On Saturday, ride Amtrak’s Southwest Chief from Trinidad to Ratón, where the festival continues with a classic lineup of Western films at the Historic Shuler Theater and El Raton Theatre. After the screenings, ride the train back to Trinidad for a live performance of Blazing Guns at Roaring Gulch, a Western melodrama, on the town’s main street. The festival wraps with the Enigmatic Western Grindhouse, a film event that shows a “bad Western film” and then gives the mic to comedians who roast the movie, and another honky-tonk dance party at the Trinidad Lounge. “We have sold a lot of tickets,” says Wally Wallace, founder of the Spaghetti & Westerns Festival. “I think there will be a really good turnout.”
2 See films with a purpose.
The sixth annual Albuquerque Chinese American Film Festival takes over Grace Church, in Albuquerque, on Saturday. “Our goal is to tell stories that pertain to Chinese Americans from the perspective of Chinese Americans,” says festival chairperson Paul Jew. “Our theme this year is Our Common Humanity.
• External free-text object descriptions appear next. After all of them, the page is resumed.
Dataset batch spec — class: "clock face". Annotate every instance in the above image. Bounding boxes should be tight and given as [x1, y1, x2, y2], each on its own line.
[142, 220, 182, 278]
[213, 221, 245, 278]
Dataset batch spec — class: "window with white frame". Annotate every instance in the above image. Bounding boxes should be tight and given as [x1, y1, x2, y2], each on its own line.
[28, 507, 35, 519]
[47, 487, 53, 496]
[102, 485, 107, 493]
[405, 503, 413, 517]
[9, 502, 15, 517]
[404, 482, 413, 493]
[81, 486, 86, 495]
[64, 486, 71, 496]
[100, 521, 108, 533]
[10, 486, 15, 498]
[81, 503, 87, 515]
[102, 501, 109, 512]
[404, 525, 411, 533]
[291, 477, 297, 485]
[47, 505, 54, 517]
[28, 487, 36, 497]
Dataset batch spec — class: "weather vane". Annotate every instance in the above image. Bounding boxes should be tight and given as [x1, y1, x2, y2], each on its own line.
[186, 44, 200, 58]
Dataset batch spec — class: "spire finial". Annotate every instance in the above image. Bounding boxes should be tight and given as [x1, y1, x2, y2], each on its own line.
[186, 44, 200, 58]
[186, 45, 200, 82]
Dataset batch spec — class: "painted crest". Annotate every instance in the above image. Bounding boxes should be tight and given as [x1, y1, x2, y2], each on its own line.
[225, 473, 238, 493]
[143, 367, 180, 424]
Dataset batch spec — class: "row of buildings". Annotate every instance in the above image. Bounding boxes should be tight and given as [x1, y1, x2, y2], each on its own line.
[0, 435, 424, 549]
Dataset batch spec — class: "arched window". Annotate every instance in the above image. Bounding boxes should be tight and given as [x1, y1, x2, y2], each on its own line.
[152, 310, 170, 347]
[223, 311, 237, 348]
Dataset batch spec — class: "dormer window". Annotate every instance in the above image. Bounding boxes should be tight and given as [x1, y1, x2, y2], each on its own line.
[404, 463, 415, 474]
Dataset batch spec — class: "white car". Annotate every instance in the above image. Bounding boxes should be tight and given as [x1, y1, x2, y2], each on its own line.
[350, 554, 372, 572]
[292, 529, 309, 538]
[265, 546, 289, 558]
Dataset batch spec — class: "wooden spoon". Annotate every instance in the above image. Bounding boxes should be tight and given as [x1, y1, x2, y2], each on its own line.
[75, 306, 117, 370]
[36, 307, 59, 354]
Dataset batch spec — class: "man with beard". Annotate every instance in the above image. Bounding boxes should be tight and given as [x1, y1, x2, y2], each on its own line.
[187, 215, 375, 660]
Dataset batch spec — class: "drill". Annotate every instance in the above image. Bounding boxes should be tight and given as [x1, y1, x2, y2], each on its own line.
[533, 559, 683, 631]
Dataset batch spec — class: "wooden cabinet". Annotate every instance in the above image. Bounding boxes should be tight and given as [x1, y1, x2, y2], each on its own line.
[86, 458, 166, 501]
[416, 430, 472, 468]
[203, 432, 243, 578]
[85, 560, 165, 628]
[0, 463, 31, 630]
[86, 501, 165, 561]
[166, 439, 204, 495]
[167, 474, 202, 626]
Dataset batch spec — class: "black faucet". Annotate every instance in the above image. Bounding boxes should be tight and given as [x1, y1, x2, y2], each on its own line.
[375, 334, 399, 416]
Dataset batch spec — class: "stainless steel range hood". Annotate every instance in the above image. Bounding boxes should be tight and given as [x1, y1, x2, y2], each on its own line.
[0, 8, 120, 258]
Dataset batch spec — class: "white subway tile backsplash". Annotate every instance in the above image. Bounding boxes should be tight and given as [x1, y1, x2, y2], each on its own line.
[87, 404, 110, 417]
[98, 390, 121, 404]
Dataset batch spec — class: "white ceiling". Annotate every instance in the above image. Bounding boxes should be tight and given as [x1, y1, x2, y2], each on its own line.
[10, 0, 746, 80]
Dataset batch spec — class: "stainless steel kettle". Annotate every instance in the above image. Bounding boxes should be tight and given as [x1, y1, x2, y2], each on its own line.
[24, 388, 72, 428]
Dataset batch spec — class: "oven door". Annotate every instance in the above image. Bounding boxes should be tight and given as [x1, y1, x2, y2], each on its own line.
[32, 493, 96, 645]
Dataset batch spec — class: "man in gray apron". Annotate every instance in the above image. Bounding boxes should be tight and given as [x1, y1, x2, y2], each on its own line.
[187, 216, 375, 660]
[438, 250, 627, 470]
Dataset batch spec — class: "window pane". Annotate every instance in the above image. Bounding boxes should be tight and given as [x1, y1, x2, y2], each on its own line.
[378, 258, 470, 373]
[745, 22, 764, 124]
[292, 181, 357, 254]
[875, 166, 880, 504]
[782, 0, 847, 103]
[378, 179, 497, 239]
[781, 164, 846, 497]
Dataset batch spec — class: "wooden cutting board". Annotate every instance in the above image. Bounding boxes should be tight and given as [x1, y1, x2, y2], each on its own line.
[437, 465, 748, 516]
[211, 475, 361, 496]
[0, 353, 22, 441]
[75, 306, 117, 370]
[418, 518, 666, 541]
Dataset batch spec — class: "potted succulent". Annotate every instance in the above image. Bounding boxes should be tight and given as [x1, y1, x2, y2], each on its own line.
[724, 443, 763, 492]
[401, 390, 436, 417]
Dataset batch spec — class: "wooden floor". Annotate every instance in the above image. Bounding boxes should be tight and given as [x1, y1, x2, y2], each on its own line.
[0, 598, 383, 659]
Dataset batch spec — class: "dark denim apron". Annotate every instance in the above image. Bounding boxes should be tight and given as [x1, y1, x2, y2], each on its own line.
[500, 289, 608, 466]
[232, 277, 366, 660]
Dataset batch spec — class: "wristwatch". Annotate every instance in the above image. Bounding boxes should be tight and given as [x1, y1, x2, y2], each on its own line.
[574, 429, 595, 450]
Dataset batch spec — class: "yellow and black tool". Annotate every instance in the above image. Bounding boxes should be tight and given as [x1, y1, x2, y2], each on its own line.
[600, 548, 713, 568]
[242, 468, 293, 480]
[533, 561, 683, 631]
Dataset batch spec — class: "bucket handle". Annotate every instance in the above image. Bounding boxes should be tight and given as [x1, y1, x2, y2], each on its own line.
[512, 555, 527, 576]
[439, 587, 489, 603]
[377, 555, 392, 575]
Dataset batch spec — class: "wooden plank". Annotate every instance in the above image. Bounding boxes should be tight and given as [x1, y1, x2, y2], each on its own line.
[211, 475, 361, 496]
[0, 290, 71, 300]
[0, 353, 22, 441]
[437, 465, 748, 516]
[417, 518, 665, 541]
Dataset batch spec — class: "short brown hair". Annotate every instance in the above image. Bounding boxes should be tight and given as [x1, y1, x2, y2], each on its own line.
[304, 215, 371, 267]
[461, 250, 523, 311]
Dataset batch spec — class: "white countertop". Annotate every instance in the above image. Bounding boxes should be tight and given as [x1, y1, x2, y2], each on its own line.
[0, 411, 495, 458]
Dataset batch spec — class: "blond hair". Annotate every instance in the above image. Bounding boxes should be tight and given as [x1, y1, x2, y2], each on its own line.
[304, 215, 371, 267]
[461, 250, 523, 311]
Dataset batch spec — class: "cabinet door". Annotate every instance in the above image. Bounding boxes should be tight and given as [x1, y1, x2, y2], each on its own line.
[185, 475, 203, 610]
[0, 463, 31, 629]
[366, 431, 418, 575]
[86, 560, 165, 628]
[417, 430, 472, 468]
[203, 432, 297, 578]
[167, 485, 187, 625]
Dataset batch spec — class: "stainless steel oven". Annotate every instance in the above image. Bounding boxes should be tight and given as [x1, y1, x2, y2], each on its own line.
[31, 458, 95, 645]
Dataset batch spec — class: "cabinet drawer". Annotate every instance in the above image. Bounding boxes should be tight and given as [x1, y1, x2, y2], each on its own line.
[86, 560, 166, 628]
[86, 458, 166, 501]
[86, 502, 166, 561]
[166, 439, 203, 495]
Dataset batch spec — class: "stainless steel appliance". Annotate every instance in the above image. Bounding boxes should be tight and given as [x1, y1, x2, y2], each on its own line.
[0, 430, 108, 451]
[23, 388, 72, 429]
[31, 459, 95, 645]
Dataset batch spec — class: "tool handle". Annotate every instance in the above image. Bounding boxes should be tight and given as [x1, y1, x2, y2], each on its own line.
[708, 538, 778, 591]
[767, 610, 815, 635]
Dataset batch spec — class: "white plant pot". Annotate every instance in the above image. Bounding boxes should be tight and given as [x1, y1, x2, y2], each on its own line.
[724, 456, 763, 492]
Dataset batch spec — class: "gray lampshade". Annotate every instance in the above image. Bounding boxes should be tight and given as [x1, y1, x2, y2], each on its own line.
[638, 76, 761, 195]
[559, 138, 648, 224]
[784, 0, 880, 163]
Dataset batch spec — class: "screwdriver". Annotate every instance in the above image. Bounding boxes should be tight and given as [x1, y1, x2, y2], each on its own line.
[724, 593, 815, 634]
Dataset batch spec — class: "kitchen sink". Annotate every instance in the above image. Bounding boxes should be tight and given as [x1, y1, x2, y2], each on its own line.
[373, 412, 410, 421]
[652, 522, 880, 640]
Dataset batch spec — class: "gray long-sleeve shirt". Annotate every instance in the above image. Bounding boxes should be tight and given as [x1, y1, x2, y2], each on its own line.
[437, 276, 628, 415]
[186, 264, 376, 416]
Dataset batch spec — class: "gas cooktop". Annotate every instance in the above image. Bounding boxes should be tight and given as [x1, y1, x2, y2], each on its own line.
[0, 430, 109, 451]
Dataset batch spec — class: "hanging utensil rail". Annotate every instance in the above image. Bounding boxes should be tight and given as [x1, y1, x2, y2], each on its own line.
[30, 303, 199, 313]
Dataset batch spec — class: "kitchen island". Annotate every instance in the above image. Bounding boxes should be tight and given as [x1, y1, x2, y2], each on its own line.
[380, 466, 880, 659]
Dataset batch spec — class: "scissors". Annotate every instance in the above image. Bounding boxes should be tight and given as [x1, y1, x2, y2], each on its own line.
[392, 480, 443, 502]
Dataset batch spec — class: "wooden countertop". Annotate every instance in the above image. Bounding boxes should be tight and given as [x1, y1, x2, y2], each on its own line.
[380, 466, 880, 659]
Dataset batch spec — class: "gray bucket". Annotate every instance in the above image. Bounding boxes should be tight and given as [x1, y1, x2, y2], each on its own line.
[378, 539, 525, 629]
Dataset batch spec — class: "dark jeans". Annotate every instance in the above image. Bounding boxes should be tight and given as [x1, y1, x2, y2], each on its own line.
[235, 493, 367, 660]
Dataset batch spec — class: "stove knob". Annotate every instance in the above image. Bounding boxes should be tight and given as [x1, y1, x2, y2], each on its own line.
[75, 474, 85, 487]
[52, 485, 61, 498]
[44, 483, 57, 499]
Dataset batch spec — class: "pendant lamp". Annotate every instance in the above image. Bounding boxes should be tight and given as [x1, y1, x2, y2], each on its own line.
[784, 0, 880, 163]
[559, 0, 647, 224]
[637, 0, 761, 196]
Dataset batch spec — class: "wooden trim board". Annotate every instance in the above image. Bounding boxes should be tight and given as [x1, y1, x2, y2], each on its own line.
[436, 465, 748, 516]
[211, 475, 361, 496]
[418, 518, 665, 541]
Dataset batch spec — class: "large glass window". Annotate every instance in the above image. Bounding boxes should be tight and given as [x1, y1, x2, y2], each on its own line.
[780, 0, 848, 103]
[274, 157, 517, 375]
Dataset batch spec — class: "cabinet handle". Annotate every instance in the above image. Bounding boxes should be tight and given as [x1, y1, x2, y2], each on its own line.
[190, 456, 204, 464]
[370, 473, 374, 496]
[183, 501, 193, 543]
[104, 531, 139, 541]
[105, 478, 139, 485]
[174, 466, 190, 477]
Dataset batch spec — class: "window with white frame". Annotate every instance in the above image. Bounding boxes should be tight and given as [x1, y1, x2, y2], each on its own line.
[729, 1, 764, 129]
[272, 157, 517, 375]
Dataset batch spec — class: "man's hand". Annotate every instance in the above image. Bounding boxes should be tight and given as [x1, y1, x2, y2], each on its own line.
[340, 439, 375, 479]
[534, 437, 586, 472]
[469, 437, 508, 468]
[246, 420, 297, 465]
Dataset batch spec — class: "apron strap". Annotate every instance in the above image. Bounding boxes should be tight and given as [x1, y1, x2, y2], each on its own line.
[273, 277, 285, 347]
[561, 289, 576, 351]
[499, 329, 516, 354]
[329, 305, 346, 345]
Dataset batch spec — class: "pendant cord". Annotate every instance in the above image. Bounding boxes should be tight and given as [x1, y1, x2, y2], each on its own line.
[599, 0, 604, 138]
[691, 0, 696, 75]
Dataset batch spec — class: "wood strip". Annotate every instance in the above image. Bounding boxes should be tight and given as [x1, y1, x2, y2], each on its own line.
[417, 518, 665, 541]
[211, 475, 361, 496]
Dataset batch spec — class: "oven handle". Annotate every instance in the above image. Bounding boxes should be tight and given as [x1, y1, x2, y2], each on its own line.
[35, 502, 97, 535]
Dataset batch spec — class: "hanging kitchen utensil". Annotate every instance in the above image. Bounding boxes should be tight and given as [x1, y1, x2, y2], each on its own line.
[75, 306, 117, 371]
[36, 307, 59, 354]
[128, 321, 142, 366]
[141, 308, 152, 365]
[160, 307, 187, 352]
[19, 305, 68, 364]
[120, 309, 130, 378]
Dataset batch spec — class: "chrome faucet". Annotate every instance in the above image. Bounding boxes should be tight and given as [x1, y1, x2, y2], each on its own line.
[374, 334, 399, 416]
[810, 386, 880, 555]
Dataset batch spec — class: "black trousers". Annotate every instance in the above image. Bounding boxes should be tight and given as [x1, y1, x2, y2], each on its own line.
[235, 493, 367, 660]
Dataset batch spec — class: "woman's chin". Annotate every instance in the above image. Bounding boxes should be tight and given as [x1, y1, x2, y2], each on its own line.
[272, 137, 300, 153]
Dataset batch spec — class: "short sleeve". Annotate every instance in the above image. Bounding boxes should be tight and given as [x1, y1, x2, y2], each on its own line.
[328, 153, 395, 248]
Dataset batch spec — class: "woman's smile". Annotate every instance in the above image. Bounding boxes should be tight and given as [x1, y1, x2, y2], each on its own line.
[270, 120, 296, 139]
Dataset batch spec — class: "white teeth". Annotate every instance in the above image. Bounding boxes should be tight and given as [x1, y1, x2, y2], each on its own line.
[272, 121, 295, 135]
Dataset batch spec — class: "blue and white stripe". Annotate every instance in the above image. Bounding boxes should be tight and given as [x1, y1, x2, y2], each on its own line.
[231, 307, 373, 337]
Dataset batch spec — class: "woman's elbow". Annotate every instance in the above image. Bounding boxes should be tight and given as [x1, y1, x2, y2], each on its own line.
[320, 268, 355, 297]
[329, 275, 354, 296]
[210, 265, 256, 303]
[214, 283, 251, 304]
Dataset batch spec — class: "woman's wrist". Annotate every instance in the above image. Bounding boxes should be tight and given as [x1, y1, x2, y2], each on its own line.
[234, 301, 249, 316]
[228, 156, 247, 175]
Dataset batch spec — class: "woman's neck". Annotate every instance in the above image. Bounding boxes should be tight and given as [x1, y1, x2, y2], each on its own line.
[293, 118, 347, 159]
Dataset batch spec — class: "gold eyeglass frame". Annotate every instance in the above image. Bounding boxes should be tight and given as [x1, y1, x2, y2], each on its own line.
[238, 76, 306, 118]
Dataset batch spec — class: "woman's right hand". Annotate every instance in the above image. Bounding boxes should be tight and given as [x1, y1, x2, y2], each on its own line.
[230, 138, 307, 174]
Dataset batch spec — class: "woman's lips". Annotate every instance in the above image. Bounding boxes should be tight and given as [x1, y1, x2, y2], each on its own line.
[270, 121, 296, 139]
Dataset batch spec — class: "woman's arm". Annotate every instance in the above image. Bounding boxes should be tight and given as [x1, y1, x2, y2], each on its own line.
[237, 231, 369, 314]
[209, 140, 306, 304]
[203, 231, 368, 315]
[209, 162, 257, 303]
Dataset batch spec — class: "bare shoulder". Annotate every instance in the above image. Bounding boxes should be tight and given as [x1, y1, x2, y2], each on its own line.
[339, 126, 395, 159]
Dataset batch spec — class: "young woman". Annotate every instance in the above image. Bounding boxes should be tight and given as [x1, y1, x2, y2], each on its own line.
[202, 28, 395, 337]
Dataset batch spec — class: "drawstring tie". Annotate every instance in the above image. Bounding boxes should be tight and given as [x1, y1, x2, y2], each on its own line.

When people are able to experience these stories, some of their racial stereotypes will be questioned, and they will see that Chinese Americans are people just like them, with challenges just like they have.”
The festival’s five films include the animated Netflix movie Over the Moon, the award-winning The Farewell, and the documentary Vincent Who? about a young Chinese American murdered by two men in Detroit in 1982 and the movement that grew in the wake of the crime. Admission is free, with a suggested donation of $10. Register to attend.
3 Bejewel yourself.
Vintage and contemporary Native jewelry earns the spotlight in a new exhibition opening at the Museum of Contemporary Native Arts, in Santa Fe, with a reception on Sunday from 3 to 5 p.m. The Stories We Carry features stunning pieces by over 100 Indigenous artists, all of whom attended the Institute of American Indian Arts. Guest curated by Brian Fleetwood (Mvskoke Creek), the collection highlights jewelry as a medium that communicates and preserves identity and possesses the power to inspire storytelling. See it through September 20, 2024.
4 Party at the park.
Put on your pegged pants and oversized suit jacket Saturday for the sixth annual Zoot Suit Pachanga & Car Show at Klein Park, in Las Cruces, from 11 a.m. to 7 p.m. The event includes cars, a costume contest, dancing, performances, live music, and local vendors. “People love the costume contest,” says spokesperson Patsy Sanchez. “Before the contestants strut their stuff, they do a dance, like a swing dance, and people really enjoy it.”
Sanchez made candy bags for the first 80 kiddos who attend. Expect over 50 classic cars, radical rides, and tremendous trucks, plus delicious food. Ballet folklórico performances, plus live tunes from La Sencilla Lopez, the Retros, and Wild Card happen throughout the day. “It’s a really great, family-friendly, free event,” Sanchez says. “I am sure it will be great for the kids.”
5 Throw an atlatl.
Learn about ancient cultures Saturday during the New Mexico Archaeology Fair at the Bernalillo Community Museum, in the town of Bernalillo. Hosted by the state Historic Preservation Division, it includes a chance to make pinch pots, create tools from rock by flintknapping, see museum exhibits from participants like the Explora Science Center, hang out with a live turkey, and test your arm with an atlatl, a hunting tool used by New Mexico’s earliest inhabitants.
“Over the last 30 years, the Archaeology Fair has been a way for us to bring archaeology to the people of New Mexico,” say state historic preservation officer Jeff Pappas. “The fair is really about communities coming together to celebrate public archaeology in the Land of Enchantment.” The free fair happens from 10 a.m. to 3 p.m.